Crap. Simon’s illusion. I looked around, finding nothing I could throw, and settled on chucking my phone at Madden’s shoulder as hard as I could. My aim was a little off; it hit his upper arm before falling harmlessly to the pavement.
He blinked at it. Then he turned and blinked at me. “There you are,” he said. “What . . . ?”
“Really good don’t-look-here,” I said. “Don’t take your eyes off me, or you’ll lose us again.”
“You look . . .” Madden paused, clearly unsure how to proceed. Finally, he said, “Different.”
“August pulled a lot of the fae blood out of me before she ran, and I’m not strong enough to put it back on my own,” I said. “Arden still has the hope chest in her treasury. I’m sure she’ll let me borrow it for a few minutes.” And if she wanted to charge me some prohibitive price for using it, I’d have no choice but to pay.

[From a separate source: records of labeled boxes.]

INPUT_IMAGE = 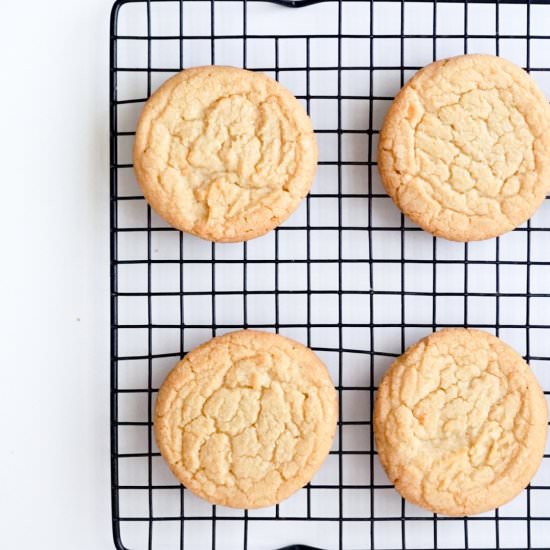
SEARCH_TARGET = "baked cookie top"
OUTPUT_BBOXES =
[154,330,338,508]
[374,329,547,516]
[378,55,550,241]
[134,66,317,242]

Swell.
There was a pause while Madden attempted to process this information. There aren’t many Dóchas Sidhe in the world—two is not enough to book a table at Mel’s Diner, much less constitute a healthy population—and hope chests haven’t been in common use for centuries. For most people, the balance of the blood they have when they’re born is the one they’re going to live with. He had already seen my blood shift once before. That didn’t mean it was something easy to understand.
It also didn’t mean that we had time to sit around while he came to terms with the great march of weird that is my life. “Did you bring what I asked for?”